Tre giorni senza cellulare, anzi “senza campo”. Cinquanta ragazzi tra i quindici e i diciassette anni, hanno accettato la “sfida” lanciata dal loro dirigente scolastico, Alfonso Gargano, preside del liceo “Chiabrera Martini” di Savona. Per 72 ore gli studenti sono rimasti in un bosco lontani da qualsiasi trasmettitore, senza alcuna possibilità di inviare un sms, di chattare con fidanzati e fidanzate, senza poter postare alcuna foto e taggare gli amici. Addio a Istangram, Twitter e Facebook per una “gita” un po’ particolare.

Il capo dell’istituto non lo definisce un viaggio d’istruzione ma qualcosa di più: una vera e propria attività di orienteering voluta per sviluppare diverse competenze ma soprattutto per recuperare una dimensione relazionale che sembra essersi persa. Il liceo ha scelto come luogo per fare questo esperimento sociale, il lago di Osiglia, in val Bormida. Un luogo lontano dalla città, così distante da non aver alcuna “connessione”. Una prova che è stata superata da tutti gli studenti: “I ragazzi – spiega il preside – sapevano che sarebbero andati in un posto dove il cellulare sarebbe stato inutile. Nessuno è andato in crisi di astinenza. Erano presi dall’attività proposta. Questo dimostra che non è vero che chiedono il cellulare fin dai primi anni della scuola dell’infanzia ma siamo noi adulti che li condizioniamo. Se riuscissimo a creare delle comunità con un’alternativa, con un’interazione più vera potremmo fare molto di più nell’ambito educativo”.

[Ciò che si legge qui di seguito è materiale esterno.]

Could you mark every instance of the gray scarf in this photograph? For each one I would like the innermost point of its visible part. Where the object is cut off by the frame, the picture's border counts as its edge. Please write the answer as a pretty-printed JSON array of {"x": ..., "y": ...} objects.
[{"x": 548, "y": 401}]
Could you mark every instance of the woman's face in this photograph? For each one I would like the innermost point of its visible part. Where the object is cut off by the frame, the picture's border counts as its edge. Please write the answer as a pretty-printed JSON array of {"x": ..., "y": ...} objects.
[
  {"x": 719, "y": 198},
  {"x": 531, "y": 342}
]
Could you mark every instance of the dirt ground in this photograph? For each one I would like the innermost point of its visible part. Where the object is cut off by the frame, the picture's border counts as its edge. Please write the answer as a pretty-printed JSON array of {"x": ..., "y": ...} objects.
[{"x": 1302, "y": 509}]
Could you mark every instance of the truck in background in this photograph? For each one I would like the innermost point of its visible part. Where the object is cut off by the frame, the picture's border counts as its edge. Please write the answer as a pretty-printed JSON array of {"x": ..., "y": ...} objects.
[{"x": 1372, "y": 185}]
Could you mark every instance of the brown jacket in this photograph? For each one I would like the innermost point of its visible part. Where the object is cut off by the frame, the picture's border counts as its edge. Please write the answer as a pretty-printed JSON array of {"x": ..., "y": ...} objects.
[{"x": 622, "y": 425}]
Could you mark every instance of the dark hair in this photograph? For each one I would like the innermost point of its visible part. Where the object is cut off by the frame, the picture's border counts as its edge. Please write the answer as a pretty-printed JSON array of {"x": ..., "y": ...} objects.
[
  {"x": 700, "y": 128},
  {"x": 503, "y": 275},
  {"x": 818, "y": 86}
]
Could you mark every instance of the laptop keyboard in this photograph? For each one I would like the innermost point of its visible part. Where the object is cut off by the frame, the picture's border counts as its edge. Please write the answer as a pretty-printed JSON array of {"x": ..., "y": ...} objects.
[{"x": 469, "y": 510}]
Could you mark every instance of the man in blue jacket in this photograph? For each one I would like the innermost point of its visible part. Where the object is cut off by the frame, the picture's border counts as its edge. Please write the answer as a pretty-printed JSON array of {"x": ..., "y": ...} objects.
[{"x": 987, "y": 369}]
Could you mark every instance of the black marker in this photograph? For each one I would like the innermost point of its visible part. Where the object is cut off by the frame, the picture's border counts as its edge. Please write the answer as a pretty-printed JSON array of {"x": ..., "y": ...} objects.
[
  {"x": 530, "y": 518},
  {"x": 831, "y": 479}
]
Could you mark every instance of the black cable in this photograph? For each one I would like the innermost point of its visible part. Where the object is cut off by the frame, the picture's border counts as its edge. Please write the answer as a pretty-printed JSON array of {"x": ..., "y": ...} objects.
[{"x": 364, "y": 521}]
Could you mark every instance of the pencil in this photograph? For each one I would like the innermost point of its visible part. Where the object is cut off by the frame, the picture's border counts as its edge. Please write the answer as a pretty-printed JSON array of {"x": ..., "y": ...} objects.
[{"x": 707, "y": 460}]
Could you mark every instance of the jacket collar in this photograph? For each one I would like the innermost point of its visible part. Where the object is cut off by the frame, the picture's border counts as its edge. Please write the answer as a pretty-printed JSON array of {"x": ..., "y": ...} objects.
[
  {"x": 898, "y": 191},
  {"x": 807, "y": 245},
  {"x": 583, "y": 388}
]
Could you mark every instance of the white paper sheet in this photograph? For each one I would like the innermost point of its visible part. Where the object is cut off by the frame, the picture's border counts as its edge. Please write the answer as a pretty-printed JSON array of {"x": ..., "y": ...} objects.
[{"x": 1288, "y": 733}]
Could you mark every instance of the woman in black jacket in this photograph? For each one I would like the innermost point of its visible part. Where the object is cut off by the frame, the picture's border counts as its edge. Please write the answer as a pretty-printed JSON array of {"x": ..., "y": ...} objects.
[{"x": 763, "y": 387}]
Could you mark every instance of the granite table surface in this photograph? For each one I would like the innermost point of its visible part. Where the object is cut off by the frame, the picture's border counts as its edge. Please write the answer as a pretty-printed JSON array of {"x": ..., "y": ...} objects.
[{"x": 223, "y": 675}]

Il dirigente va oltre. Ha un sogno nel cassetto. Uno di quelli che si potrebbero anche realizzare a breve: “Spero prima o poi di avere anche a scuola delle aule prive di campo, ho già chiesto al dipartimento di fisica di lavorare in questa direzione”. I liceali hanno scoperto che stare senza chat e sms non è poi così male. Si sono accorti di quanto sono preziosi anche i silenzi, hanno parlato molto di più tra loro, hanno creato relazioni più reali e meno virtuali riuscendo a superare anche le naturali conflittualità tra individui. Il tutto attraverso un’attività che li ha messi in contatto con la natura, lo sport, la buona cucina, dimenticando la tecnologia.

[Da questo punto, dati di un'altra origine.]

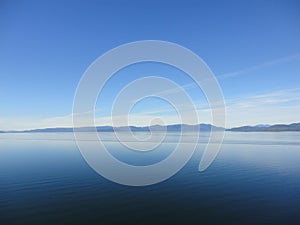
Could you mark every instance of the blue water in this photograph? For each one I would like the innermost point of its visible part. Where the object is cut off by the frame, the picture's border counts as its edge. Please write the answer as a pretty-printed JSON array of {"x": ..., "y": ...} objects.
[{"x": 254, "y": 180}]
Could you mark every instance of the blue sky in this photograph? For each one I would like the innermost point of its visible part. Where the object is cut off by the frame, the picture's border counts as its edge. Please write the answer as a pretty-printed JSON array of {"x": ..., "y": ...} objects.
[{"x": 252, "y": 47}]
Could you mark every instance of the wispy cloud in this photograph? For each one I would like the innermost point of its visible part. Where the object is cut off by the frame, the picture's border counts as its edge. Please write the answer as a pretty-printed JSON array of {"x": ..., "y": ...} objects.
[{"x": 260, "y": 66}]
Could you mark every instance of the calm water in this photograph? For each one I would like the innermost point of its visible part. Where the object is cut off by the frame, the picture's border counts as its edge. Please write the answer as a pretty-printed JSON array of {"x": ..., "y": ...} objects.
[{"x": 254, "y": 180}]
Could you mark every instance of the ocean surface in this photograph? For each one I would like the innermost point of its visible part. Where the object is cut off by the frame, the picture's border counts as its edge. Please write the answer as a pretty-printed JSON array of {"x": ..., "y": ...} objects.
[{"x": 255, "y": 179}]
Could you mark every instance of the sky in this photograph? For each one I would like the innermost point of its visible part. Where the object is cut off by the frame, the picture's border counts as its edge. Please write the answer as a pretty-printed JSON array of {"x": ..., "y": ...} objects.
[{"x": 252, "y": 47}]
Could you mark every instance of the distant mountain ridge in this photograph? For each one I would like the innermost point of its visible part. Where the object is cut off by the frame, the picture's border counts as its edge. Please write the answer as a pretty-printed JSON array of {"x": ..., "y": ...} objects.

“Da anni l’educazione fisica non si fa più solo in palestra. Questa iniziativa – spiega il preside – associa la conoscenza del territorio al capire come orientarsi in un posto senza la tecnologia, senza il cellulare. I cosiddetti nativi digitali hanno sviluppato competenze che sfuggono alla nostra generazione ma dal punto di vista della relazione è venuto a mancare qualcosa. Volevo far vivere loro un’esperienza tipo quella dei boy scout e ci siamo riusciti grazie anche alla disponibilità dei genitori e dei professori”. Non solo. Senza il cellulare e la possibilità di andare su Google earth i ragazzi hanno dovuto mettere in moto anche il loro cervello per sviluppare il senso di orientamento. Qualcuno si è accorto dell’importanza del dialogo che spesso viene a mancare quando nelle serate si esce con gli amici per parlare al cellulare con altri.